Data processing: MPPCA denoising 1 was applied to simulated dMRI images only, with extent 9×9×3. 1D-CNN were applied to both simulated and in vivo data. For simulated data, the training was between the noisy images and the ground truth. The model obtained from training was applied to the testing datasets. For In vivo data, all images were processed in FSL first for Eddy current/motion correction as well as nonlinear alignment between high-SNR and low-SNR datasets. The training was between the high-SNR and low-SNR images of subject 2 and the model was applied to the other two subjects. Then tensor fitting was
performed for all available dMRI datasets to compute fractional anisotropy (FA) and mean diffusivity (MD) using weighted least square option in FSL. The neurite orientation
dispersion and density imaging (NODDI) 7 analysis was performed using the NODDI
Matlab toolbox (http://mig.cs.ucl.ac.uk/index.php). The intra-cellular volume fraction (ICVF)
and orientation dispersion index (ODI) were obtained.Results
Fig. 2 shows the difference between denoised image and the
noisy image as well as the difference between denoised image and the ground truth of a representative slice with b-value 2000 s/mm2 from the SNR-10 dataset. MPPCA removed some
noise but was unable to restore the signal to the ground truth, as manifested
in the CSF region. In contrast, 1D-CNN mapped the noisy image to the ground
truth, although the remove noise has some structure.
Fig. 3 compares the resultant diffusion metrics of FA, MD,
and ICVF for noisy images with SNR 10 and 30, the corresponding denoised images using MPPCA and 1D-CNN, and the ground truth. It shows that the noise floor led to underestimation of FA and MD and overestimation of ICVF substantially as SNR decreases. MPPCA denoising alleviated that effect on FA and MD but not on ICVF. In contrast, 1D-CNN significantly improved the accuracy of MD and ICVF.
Similarly, for in vivo data, underestimation of MD and
ceiling effect of ICVF were observed for low-SNR data (Fig. 4). 1D-CNN
denoising not only revealed more details of the high b-value images but also made MD and ICVF closer to those derived from high-SNR dataset. Discussion
Both simulation and real data show that the proposed denoising method is robust against noise floor. Since it works on the voxel-wise time course of the dMRI data. even one dMRI dataset will have sufficient samples for training, which is a big advantage in real application. Acknowledgements
No acknowledgement found.References
1. Veraart J et al., Denoising of diffusion
MRI using random matrix theory. Neuroimage. 2016;42:394-406.
2. Fadnavis S et al., Patch2self: denoising diffusion MRI with self-supervised learning. 2020. arXiv preprint, arXiv:2011.01355.

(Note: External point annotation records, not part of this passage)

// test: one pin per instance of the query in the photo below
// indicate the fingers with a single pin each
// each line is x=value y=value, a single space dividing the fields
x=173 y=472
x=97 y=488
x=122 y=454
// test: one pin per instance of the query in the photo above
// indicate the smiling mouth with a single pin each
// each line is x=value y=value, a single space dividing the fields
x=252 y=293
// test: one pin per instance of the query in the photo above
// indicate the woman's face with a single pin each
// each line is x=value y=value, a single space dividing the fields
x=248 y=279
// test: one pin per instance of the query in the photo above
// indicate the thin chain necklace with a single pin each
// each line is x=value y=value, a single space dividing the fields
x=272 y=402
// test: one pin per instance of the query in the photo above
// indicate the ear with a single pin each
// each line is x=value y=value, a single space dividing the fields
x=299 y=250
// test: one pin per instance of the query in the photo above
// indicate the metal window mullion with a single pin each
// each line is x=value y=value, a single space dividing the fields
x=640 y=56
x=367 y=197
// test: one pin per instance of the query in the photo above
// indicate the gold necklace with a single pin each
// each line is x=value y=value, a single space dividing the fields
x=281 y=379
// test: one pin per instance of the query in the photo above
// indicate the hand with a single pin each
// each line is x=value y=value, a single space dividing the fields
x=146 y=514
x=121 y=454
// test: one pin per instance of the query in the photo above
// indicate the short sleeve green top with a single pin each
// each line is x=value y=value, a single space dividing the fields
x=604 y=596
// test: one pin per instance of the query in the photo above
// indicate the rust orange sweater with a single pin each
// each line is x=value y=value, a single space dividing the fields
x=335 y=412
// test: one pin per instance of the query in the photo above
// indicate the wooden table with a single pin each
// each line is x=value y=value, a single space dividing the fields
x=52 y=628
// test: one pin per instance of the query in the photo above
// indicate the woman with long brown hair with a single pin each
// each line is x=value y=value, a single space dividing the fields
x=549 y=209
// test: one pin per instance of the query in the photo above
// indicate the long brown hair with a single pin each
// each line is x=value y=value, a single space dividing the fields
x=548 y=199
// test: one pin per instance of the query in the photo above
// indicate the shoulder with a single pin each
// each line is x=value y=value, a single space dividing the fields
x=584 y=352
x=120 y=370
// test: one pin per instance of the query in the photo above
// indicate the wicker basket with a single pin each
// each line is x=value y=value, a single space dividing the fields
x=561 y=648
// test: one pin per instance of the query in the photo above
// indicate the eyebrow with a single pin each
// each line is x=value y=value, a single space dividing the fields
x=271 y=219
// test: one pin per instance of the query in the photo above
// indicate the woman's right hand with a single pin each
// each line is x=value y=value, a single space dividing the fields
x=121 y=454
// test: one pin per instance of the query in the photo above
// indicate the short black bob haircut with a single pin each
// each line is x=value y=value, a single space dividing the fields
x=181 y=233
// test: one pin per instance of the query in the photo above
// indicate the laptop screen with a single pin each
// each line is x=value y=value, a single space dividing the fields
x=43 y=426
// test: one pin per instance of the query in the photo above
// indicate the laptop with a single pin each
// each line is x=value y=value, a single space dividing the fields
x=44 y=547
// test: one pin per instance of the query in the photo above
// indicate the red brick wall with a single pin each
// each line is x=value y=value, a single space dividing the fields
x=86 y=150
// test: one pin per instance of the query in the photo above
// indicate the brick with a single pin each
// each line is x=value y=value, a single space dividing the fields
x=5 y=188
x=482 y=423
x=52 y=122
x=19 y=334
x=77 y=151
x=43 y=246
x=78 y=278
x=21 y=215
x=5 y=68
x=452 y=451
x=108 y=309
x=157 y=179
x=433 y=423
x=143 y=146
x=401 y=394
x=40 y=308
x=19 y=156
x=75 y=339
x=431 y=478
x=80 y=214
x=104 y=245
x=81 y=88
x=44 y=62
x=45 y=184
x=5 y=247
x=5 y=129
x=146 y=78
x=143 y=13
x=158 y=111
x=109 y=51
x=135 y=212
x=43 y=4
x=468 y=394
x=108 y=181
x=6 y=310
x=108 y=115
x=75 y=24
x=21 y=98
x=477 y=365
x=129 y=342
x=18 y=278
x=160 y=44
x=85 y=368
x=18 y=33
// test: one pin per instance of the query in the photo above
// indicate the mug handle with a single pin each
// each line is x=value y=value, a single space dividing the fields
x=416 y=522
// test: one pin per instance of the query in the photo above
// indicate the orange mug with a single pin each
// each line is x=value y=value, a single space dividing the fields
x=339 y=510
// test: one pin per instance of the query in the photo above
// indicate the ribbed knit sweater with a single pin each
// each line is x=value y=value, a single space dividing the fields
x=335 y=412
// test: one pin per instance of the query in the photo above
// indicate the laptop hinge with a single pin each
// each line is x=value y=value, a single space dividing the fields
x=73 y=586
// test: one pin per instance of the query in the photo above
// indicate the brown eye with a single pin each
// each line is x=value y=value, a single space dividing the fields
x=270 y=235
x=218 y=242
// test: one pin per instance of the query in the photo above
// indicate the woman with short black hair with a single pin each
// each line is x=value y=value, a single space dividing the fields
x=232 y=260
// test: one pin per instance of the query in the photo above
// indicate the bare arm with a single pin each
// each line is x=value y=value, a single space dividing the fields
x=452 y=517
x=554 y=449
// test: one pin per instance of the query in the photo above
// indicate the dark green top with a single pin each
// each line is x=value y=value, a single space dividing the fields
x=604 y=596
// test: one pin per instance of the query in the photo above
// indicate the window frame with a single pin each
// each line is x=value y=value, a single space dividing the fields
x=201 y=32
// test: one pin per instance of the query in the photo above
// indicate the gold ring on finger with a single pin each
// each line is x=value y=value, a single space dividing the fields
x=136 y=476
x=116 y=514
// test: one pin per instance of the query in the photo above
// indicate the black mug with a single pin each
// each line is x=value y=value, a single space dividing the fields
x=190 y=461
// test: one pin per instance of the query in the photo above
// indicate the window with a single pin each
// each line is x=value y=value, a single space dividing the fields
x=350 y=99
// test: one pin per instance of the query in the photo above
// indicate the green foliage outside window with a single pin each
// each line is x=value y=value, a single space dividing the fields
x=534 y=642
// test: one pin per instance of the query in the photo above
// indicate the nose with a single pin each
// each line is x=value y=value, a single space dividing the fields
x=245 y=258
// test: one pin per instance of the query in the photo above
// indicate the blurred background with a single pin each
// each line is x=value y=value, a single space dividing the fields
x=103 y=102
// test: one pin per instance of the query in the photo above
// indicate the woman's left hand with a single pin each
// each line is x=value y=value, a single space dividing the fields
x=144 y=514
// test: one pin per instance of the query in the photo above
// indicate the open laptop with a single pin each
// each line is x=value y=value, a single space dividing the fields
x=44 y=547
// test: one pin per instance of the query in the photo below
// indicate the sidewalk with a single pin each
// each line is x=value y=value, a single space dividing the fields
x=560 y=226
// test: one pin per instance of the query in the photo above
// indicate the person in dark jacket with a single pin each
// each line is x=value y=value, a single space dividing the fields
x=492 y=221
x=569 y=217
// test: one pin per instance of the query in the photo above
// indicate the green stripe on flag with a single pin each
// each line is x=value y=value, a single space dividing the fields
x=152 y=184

3. Cheng H. et al., Denoising of DWI signal using Deep learning. 2020, ISMRM Proceedings, P967.
4. Liu D,
Smaragdis P, Kim M: Experiments on Deep
Learning for Speech Denoising. 2014, Proc Interspeech, 2685-2689.
5. Park
SR, Lee JW: A Fully Convolutional Neural
Network for Speech Enhancement. 2017, Proc Interspeech, 1993-1997.
6. Graham MS et al., Realistic simulation of artefacts in diffusion mri for validating
post-processing correction techniques. NeuroImage. 2016;125:1079–1094.
7. Zhang H. et al., NODDI:
Practical in vivo neurite orientation dispersion and density imaging of the
human brain. Neuroimage. 2012;61:1000-1016.